With 800,000 of the most critically ill patients having recovered, China has “decisively beaten” the pandemic, according to notes from a meeting of the ruling Communist Party’s all-powerful Politburo Standing Committee presided over by President and party leader Xi Jinping, AP reported. 

China enforced some of the world’s most draconian lockdowns, quarantines and travel restrictions and still faces questions about the origins of the virus that was first detected in the central Chinese city of Wuhan in late 2019. Heavy-handed enforcement prompted rare anti-government protests and took a heavy toll on the world’s second-largest economy.

The official Xinhua News Agency quoted Xi as saying that policies to control the outbreak had been “entirely correct.” The abrupt lifting in November and December of the “zero COVID” policy that had sought to eliminate all cases of the virus led to a surge in infections that temporarily overwhelmed hospitals.

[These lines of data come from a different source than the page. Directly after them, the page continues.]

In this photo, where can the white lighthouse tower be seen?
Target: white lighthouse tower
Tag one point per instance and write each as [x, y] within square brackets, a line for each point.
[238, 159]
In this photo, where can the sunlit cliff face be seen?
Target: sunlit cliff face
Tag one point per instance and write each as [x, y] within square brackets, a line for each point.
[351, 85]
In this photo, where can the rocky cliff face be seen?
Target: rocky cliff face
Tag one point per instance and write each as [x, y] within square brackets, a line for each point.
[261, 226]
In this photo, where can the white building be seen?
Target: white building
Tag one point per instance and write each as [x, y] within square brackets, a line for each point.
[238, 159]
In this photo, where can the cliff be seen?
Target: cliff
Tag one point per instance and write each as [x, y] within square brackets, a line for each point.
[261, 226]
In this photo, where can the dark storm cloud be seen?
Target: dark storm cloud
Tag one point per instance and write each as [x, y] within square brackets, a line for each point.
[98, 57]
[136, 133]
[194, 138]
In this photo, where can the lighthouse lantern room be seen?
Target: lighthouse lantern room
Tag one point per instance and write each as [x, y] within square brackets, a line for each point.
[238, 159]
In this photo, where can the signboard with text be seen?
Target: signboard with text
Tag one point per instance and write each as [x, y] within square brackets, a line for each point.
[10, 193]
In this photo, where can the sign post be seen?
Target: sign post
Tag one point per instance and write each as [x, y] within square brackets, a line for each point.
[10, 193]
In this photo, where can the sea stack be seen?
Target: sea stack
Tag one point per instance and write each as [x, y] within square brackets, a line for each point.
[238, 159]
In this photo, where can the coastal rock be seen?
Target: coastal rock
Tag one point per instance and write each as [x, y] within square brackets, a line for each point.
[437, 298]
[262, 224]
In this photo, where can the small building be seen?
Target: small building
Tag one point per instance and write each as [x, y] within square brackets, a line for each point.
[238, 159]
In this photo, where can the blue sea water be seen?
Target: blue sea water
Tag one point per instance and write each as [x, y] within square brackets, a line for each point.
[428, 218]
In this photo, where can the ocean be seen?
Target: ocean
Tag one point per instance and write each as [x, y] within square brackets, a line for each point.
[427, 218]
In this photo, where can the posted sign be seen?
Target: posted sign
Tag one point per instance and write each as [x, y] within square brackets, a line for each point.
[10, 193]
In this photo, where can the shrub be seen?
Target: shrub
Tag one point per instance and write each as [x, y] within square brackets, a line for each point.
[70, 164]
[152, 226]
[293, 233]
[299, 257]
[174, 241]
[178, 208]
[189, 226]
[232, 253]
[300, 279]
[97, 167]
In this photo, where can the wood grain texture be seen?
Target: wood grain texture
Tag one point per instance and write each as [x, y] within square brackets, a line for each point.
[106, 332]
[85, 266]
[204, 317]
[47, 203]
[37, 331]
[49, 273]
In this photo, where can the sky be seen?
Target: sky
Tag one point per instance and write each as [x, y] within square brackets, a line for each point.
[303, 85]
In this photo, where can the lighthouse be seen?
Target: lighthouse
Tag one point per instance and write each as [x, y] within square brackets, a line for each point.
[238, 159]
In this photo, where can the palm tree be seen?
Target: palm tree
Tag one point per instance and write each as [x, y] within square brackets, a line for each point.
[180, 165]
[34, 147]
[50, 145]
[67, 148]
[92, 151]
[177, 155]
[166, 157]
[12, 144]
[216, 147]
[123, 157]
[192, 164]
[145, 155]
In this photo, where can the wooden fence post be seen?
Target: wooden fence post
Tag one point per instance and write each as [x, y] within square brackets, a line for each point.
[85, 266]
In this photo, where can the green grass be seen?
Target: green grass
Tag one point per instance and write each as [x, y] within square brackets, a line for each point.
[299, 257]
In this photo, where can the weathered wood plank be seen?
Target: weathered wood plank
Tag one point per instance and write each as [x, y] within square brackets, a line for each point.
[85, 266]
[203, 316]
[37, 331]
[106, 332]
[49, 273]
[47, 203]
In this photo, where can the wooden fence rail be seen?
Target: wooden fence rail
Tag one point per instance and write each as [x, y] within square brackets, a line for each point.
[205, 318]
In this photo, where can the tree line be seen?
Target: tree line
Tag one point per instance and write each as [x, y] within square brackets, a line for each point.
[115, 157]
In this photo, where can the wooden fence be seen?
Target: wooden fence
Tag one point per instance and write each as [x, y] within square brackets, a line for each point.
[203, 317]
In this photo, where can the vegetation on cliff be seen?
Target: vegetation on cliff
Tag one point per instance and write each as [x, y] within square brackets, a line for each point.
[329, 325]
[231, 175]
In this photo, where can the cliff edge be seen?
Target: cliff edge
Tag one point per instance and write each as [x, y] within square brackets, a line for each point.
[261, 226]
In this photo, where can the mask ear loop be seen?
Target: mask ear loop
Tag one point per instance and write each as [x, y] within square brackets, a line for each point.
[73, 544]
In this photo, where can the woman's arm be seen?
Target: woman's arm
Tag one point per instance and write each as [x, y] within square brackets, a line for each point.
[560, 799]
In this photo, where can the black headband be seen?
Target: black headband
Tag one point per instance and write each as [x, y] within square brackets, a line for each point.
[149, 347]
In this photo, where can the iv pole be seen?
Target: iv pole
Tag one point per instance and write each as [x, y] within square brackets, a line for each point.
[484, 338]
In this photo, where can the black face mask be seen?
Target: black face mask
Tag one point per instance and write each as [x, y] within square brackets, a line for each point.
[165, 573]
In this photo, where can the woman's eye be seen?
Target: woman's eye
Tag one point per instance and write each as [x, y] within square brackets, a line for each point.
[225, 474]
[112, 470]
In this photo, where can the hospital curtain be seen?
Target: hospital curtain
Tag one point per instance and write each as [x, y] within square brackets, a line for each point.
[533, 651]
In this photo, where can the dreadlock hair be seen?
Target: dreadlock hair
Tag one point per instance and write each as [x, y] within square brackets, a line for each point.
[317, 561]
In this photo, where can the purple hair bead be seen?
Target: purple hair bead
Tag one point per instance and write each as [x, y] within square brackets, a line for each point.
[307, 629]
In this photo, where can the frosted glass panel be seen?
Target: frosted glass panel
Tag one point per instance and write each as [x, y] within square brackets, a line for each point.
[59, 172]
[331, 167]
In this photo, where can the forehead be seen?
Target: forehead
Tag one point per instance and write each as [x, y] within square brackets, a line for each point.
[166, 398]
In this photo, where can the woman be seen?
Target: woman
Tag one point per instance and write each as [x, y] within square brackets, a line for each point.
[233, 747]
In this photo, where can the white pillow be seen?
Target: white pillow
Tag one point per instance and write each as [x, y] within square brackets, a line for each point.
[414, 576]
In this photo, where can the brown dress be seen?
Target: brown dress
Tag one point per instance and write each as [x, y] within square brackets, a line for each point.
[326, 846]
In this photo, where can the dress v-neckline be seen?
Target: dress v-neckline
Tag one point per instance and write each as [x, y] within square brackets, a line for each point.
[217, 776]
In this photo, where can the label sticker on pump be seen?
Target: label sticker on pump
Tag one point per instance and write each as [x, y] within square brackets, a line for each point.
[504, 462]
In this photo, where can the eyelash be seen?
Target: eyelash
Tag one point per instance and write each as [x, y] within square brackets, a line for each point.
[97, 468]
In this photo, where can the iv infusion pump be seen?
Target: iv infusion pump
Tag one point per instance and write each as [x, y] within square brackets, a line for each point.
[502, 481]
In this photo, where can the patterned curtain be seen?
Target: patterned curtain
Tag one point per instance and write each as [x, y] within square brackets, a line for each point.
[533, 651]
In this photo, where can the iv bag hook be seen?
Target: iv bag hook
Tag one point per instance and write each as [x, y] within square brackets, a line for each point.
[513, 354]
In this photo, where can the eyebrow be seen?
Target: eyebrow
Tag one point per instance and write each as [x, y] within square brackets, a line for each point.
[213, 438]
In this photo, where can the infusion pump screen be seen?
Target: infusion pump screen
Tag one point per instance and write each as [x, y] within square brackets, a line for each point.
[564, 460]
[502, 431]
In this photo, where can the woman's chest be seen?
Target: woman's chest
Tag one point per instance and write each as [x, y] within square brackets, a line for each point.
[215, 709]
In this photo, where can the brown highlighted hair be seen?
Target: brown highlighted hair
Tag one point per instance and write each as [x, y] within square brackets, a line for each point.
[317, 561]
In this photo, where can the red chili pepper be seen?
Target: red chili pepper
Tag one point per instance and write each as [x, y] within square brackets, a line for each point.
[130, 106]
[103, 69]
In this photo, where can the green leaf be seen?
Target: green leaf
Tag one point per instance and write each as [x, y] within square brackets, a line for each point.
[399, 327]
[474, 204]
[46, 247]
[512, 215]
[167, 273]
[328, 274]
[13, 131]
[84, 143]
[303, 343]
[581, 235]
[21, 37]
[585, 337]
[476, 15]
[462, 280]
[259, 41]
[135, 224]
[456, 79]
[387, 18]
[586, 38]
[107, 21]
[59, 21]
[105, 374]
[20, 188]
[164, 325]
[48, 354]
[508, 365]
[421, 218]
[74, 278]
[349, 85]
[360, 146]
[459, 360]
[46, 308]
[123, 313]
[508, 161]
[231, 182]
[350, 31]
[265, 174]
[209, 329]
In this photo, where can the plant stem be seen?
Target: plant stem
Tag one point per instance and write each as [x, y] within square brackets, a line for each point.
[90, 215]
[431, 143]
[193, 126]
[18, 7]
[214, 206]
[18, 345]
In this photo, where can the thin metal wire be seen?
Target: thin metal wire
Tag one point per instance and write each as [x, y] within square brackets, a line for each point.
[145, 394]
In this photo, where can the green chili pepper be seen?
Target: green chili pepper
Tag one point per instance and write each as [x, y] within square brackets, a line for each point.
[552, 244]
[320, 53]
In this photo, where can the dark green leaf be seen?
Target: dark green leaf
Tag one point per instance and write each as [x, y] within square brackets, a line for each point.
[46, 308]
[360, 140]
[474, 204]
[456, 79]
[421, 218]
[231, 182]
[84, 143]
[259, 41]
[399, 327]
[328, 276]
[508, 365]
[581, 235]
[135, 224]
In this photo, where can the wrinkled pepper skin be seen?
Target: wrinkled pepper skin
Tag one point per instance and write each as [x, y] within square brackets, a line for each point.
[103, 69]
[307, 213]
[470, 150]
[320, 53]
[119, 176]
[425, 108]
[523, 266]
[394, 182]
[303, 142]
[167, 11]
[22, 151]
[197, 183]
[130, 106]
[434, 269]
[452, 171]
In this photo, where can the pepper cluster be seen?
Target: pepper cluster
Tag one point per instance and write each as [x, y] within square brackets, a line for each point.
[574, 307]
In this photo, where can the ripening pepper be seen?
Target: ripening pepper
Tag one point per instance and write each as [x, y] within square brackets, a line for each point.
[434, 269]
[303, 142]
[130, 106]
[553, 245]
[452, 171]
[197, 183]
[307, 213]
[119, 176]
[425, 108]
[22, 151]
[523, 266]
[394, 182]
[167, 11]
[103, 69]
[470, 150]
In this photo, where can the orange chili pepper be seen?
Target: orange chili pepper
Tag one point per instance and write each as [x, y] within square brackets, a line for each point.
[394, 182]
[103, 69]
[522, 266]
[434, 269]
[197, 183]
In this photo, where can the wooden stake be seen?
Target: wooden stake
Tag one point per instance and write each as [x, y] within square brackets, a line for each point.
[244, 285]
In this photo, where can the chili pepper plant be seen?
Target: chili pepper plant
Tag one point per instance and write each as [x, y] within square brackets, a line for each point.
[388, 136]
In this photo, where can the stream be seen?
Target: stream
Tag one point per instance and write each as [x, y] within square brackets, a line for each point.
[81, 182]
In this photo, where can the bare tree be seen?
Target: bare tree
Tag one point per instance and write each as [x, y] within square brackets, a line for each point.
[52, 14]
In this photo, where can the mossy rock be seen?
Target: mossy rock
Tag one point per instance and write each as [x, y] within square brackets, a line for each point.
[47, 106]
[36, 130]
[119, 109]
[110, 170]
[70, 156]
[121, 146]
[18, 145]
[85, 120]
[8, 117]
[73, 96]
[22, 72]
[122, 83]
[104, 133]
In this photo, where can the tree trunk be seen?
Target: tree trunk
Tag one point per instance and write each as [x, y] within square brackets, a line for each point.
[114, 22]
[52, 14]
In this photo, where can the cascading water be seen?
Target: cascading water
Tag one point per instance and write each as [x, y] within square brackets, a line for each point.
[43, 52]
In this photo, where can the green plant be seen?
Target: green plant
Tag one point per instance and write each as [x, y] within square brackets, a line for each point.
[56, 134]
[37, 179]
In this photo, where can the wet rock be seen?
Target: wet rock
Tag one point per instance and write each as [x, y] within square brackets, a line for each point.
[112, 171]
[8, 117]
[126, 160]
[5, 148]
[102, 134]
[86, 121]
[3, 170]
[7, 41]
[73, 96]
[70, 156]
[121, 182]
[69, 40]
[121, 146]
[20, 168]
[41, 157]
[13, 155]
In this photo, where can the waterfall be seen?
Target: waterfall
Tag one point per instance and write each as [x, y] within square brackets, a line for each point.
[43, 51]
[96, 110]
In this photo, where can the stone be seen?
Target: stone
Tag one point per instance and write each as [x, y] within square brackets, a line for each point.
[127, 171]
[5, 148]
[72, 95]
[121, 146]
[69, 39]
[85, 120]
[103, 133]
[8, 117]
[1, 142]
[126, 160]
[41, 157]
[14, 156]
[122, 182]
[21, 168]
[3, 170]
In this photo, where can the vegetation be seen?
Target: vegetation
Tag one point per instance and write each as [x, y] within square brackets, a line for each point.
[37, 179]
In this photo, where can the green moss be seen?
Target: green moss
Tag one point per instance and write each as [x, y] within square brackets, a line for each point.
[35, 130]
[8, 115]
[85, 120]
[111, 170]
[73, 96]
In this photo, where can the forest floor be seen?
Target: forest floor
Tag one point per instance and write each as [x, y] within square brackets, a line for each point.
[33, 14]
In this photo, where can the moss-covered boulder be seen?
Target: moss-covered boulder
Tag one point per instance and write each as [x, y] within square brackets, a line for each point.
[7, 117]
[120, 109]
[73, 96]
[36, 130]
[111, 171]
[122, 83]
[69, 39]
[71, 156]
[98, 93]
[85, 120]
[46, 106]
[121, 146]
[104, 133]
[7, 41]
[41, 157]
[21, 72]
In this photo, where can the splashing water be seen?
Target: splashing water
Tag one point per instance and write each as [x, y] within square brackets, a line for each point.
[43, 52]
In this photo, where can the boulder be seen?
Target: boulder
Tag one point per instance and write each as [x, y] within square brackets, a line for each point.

Case numbers have since peaked and life has largely returned to normal, although international travel in and out of China has yet to return to pre-pandemic levels.

China is now transitioning to a post-pandemic stage after a fight against the outbreak that was “extraordinary in the extreme,” Xinhua said.

The government will continue to “optimize and adjust prevention and control policies and measures according to the times and situations with a strong historical responsibility and strong strategic determination,” Xinhua said.